Abstract

Benefits of posterior wall isolation for persistent AF are unclear. Epicardial posterior wall connection may persist despite achieving standardized endocardial isolation ablation goals. To determine how often epicardial posterior wall connection remains when traditionally defined endocardial isolation is present, where and how does epicardial connection persist and should posterior wall isolation be redefined. Ablation was performed in 34 AF patients with THERMOCOOL SMARTTOUCH SF catheters at 50W, ablation index goal of 350 on the posterior wall, 7 second maximum dwell time. To avoid heat stacking, consecutive lesions were separated by >/=1.5cm. Three horizontal lines at roof, carinal and inferior vein levels were created with confirmed lack of pace capture 10ma/2ms on the lines. Pacing was then performed at 10ma/2ms within the posterior wall and exit maps created with ablation at the earliest exit. If posterior wall capture remained after ablation at the earliest exit, the posterior wall was ablated until no capture remained. This was repeated at 20ma/4ms, then 20ma/10ms. 14/34 patients (41%) had residual pace capture within the posterior wall at 10ma/2ms. After ablation achieved lack of 10ma/2ms capture, 27/34 (79.41%) had recurrent capture at 20ma/4ms.
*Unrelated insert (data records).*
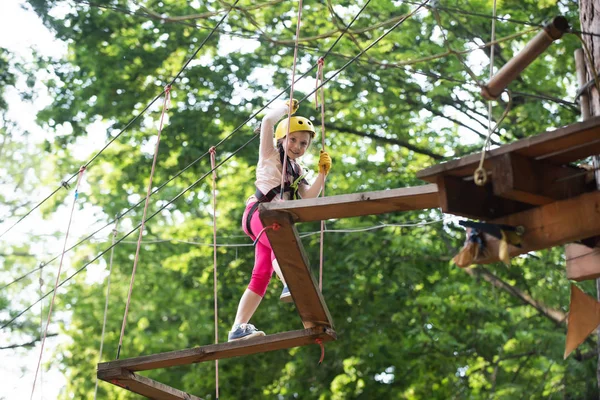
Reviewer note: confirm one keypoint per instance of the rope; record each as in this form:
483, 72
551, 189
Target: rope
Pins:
112, 252
86, 165
149, 190
81, 171
218, 165
480, 174
41, 281
275, 226
291, 105
212, 164
128, 233
590, 61
353, 59
321, 62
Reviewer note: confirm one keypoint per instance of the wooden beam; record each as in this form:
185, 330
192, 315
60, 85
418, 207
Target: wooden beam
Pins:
465, 198
358, 204
222, 350
528, 181
551, 225
294, 265
141, 385
557, 316
561, 146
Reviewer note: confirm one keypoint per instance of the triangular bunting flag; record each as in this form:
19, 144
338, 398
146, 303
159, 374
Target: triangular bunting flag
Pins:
584, 317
After ablation to lack of capture at 20ma/4ms, 28/34 (82.4%) had residual 20ma/10ms capture. Mean number of additional lesions to achieve posterior wall isolation beyond lack of 10ma/2ms capture was 14.5, 33% greater than the number of lesions to achieve traditional isolation. Compared to 10ma/2ms, areas of residual capture were significantly more frequent in all (p<.05) but one quadrant with 20ma/10ms (figure).Despite using exit mapping with ablation at the earliest exit, connection persisted in 1/14 10ma/2ms pace maps (7.14%), 23/27 20ma/4ms pace maps (85.2%) and 24/28 20ma/10ms pace maps (85.7%) (p<0.01). Traditional endocardial ablation techniques fail to identify epicardial posterior wall connection. Higher output pacing reveals residual epicardial connection at multiple locations in a given patient. Higher output pacing (20ma/10ms) can guide endocardial posterior wall ablation to improve transmural posterior wall isolation.